Estimating Precision Matrices for High-Dimensional Interval-Valued Data

TL;DR

This paper introduces a new method for estimating precision matrices from high-dimensional interval-valued data, addressing challenges unique to interval data and demonstrating improved accuracy and interpretability.

Contribution

It develops an interval graphical lasso framework with an efficient algorithm and theoretical guarantees for sparsity and consistency.

Findings

The proposed method outperforms existing techniques in simulation studies.

It achieves higher estimation accuracy and better interpretability on real data.

Theoretical proofs establish sparsity and consistency of the estimator.

Abstract

In the field of statistical learning and data analysis, estimating precision matrices (i.e., the inverse of covariance matrices) is a critical task, particularly for understanding dependency structures among variables.
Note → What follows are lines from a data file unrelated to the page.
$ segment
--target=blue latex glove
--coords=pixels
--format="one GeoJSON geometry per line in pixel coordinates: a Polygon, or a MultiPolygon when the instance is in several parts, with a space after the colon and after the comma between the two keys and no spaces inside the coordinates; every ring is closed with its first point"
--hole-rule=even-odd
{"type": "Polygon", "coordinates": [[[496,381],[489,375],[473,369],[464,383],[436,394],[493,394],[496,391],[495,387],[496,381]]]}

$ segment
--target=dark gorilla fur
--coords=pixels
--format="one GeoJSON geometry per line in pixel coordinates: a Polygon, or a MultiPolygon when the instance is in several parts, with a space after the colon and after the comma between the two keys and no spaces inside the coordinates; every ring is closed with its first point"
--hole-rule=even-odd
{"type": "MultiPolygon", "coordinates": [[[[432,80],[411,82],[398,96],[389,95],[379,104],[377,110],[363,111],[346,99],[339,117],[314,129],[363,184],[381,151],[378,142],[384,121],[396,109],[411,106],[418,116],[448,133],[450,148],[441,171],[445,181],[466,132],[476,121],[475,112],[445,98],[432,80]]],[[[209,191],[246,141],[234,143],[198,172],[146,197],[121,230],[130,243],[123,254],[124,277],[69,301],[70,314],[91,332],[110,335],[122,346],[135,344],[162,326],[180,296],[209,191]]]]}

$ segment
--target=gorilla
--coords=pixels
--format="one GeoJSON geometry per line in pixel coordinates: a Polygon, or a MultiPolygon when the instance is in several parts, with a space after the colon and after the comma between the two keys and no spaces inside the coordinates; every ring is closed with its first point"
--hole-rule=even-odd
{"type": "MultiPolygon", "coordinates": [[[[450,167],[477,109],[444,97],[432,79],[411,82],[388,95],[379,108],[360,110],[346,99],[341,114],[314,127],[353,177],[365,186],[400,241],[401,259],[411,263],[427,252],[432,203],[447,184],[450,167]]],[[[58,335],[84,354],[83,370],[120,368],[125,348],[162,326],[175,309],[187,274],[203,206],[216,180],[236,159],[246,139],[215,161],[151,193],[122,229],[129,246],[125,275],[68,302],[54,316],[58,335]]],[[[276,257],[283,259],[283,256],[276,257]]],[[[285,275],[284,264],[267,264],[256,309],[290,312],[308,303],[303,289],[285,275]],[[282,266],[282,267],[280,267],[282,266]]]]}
However, traditional methods often fall short when dealing with high-dimensional interval-valued data, where each observation is represented as an interval rather than a single point. This paper proposes a novel framework for estimating precision matrices in such contexts, addressing the unique challenges posed by the interval nature of the data. Specifically, we assume that the upper and lower bounds of the intervals share the same conditional dependency structure, and then formulate the interval graphical lasso optimization objective to estimate the precision matrix. At the optimization level, we provide an efficient computational approach, while at the theoretical level, we prove the sparsity and consistency of the estimator. Experimental results on simulated studies and real data applications demonstrate the superiority of the proposed method in terms of estimation precision and interpretability.